Chef des services d’expansion économique à
Vienne - Autriche (ex-direction des relations économiques extérieures du
ministère de l’Economie et des Finances – fusionnée avec la diretion du Trésor
en 2005) d’Octobre 1988 à Juin 1992, j’ai parcouru proprio motu ce que les
Autrichiens appellent avec justesse l’Europe centrale de l’Est, en fait
l’ancien empire des Habsbourg. J’y ai connu l’ambiance d’avant la chute du mur,
notamment le libre passage entre Budapest et Vienne, sans visa à partir du
printemps de 1988, puis ce qui fut vécu, très différemment dans chacun des pays
pendant la fin des régimes communistes et à l’absorption de la République
démocratique allemande par la République fédérale, et enfin la noria de visites
et de colloques pour abreuver les nouveaux décideurs et anciens communistes de
nos leçons de libéralisme, de privatisation. Voyages vers le nord et l’est dans
une germanophonie ambiante. Puis, à la veille et aux débuts des guerres de
Yougoslavie, j’ai parcouru toutes les composantes de la fédération, sauf le
Montenegro, rencontrant à titre personnel des autorités nouvelles (parfois au
niveau suprême) que par crainte de l’Allemagne et par souvenir de la Grande Guerre, nous
refusions de reconnaître., renforçant ainsi la Serbie dans un jusqu’aboutisme
désastreux pour elle et sanglant pour ses anciens vassaux. J’en rendis compte à
François Mitterrand et à Roland Dumas, contre les opinions dominantes au Quai
d’Orsay, alors écrites pour l’Elysée par Jacques Blot.

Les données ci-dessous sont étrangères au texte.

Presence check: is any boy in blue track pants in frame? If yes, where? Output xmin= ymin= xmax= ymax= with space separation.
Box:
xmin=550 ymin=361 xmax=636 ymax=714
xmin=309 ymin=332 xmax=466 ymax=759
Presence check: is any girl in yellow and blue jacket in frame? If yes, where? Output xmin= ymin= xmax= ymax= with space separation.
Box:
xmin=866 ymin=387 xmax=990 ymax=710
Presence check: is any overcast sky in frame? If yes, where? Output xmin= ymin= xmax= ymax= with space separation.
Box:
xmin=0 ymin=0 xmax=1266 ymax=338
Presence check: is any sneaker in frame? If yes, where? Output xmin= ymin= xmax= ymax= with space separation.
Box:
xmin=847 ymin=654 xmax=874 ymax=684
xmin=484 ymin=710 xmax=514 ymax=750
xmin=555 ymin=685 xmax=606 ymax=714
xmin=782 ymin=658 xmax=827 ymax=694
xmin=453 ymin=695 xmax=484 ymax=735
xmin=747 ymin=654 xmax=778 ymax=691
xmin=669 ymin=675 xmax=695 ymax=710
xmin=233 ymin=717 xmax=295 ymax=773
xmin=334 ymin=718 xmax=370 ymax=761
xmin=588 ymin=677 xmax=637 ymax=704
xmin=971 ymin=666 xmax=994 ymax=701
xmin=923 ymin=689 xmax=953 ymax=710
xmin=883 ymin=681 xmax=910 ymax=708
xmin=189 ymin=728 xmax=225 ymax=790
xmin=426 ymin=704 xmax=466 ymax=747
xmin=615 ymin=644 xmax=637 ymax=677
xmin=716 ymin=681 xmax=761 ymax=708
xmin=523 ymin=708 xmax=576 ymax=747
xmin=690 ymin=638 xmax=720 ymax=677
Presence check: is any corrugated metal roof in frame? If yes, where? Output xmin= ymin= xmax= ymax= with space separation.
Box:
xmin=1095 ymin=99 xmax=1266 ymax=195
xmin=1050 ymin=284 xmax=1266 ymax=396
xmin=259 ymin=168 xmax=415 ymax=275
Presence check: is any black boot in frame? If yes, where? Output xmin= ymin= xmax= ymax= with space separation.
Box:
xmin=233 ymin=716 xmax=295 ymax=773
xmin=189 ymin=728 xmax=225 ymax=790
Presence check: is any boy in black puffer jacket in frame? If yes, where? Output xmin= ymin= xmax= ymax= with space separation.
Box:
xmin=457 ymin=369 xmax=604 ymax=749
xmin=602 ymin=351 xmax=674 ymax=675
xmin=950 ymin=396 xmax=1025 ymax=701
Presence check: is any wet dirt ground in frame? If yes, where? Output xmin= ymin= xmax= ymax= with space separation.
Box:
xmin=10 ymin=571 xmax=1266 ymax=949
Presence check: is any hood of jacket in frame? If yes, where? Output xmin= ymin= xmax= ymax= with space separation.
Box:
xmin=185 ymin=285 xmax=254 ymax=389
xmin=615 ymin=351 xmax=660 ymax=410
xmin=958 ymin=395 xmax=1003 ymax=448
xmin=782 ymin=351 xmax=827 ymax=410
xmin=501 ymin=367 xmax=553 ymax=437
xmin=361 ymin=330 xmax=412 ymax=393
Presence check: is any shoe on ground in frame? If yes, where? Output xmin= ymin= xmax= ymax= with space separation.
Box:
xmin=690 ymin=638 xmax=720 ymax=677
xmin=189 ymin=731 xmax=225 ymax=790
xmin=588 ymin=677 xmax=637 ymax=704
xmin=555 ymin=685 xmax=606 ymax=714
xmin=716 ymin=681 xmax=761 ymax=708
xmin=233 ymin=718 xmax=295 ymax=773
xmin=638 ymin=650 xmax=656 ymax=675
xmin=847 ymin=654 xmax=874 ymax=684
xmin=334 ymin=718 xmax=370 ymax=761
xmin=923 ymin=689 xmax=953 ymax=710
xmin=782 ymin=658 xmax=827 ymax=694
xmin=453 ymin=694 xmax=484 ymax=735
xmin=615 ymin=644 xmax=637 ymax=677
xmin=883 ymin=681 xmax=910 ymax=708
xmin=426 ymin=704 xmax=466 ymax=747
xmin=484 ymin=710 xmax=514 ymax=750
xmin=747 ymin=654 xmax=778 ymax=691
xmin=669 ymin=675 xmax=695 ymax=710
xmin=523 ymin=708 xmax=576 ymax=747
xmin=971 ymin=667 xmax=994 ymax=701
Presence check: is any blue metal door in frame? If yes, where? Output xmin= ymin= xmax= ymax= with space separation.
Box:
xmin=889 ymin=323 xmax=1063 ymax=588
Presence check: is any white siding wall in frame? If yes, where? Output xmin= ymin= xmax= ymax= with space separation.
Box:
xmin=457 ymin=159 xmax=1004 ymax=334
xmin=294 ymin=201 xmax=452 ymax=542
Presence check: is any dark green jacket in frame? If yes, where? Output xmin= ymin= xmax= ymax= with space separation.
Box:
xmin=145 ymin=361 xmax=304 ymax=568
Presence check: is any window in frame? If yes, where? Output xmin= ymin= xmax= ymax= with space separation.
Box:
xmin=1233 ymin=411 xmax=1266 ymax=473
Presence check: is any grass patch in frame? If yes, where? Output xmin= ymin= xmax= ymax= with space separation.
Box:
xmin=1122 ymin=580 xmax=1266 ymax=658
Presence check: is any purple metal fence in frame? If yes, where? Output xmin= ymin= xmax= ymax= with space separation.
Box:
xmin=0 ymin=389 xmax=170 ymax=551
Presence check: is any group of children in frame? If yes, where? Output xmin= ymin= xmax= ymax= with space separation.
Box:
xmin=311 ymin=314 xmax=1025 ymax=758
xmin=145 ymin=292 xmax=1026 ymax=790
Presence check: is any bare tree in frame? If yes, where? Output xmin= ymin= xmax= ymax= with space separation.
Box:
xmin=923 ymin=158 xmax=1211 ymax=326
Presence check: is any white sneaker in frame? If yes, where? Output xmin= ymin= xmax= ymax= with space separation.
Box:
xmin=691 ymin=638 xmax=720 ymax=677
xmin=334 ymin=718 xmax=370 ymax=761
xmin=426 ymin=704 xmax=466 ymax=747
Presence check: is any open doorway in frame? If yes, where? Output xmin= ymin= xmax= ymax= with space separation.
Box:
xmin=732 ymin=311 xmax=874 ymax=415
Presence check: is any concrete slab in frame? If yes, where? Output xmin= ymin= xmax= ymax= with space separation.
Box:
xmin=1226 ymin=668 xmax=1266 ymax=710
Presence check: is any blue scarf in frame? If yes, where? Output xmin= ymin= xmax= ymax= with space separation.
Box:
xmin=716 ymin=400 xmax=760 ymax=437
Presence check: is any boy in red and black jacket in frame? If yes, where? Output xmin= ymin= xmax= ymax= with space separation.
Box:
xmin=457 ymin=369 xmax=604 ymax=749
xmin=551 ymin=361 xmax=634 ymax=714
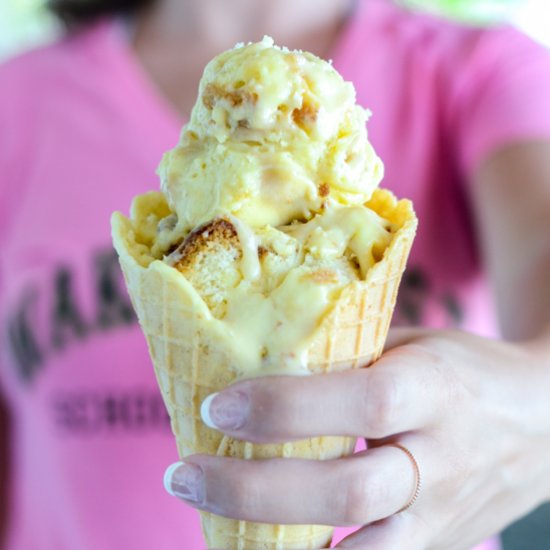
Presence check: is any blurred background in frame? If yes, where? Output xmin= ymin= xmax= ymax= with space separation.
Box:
xmin=0 ymin=0 xmax=550 ymax=550
xmin=0 ymin=0 xmax=550 ymax=61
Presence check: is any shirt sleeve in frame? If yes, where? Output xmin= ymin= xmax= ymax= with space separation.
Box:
xmin=454 ymin=27 xmax=550 ymax=173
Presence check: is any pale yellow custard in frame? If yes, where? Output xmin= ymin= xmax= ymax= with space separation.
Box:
xmin=123 ymin=38 xmax=408 ymax=376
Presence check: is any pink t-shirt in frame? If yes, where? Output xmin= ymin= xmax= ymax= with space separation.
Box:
xmin=0 ymin=0 xmax=550 ymax=550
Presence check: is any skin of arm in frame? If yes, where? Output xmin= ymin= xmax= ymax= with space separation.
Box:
xmin=167 ymin=141 xmax=550 ymax=550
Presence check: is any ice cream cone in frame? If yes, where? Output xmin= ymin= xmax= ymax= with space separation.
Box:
xmin=112 ymin=190 xmax=416 ymax=550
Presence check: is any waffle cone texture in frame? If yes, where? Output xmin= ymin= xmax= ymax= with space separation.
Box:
xmin=112 ymin=190 xmax=417 ymax=550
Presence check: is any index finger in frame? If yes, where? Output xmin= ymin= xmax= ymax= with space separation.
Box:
xmin=202 ymin=347 xmax=447 ymax=443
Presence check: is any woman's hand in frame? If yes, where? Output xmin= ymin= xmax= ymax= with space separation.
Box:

Les considérations qui suivent sont forts de
cette expérience ancienne, mais que je crois encore éclairante pour le présent
et pour l’avenir. Le traité de Maastricht, contemporain de cette totale
redistribution des identités, n’a pas su en tenir compte.
L’Europe centrale de l’Est, test de la
question d’Europe
Remportant la Grande Guerre et recouvrant ses départements
d’Alsace et de la Moselle, la France de Clemenceau crut pouvoir remplacer par
son système des nationalités (hérité d’un Napoléon III pourtant décrié par le
même Clemenceau au début de sa carrière politique) et un réseau de garanties
militaires, le système des Habsbourg. Celui-ci, à la veille de l’attentat de Sarajevo
et précisément selon les pensées et les réseaux de l’archiduc héritier
François-Ferdinand, était en complète évolution. L’empire avait continué de
s’agrandir territorialement par l’annexion de la Bosnie-Herzégovine et une
dynastie scrupuleusement catholique, avec droit de veto sur la succession
pontificale (qui fut exercé en Septembre 1914), était sans doute à la tête
d’une diversité religieuse sans pareil dans le monde. Il était question d’un
couronnement à Prague du roi de Bohême qu’était aussi l’empereur d’Autriche-roi
de Hongrie et d’une nouvelle considération des quelques vingt-et-une
nationalités composant la double monarchie danubienne, l’Autriche-Hongrie. Le
ciment de l’ensemble était sans doute la personnalité peu charismatique mais
universellement respecté d’un prince très âgé, mais surtout un esprit de
tolérance pour les différences de toutes sortes, ce qu’illustrait
particulièrement la position des Juifs dans l’empire : ceux-ci en étaient
sans doute les serviteurs et les propagandistes les plus féconds, même si le
projet sioniste fut viennois. Le système des Habsbourg était – précisément –
tout le contraire d’un système, d’une organisation, d’un dogme. Il ne se connaissait pas d’ennemi par
principe, sauf dans ses dernières années l’attraction que pouvait exercer la
Serbie sur les nationalités slaves de l’empire.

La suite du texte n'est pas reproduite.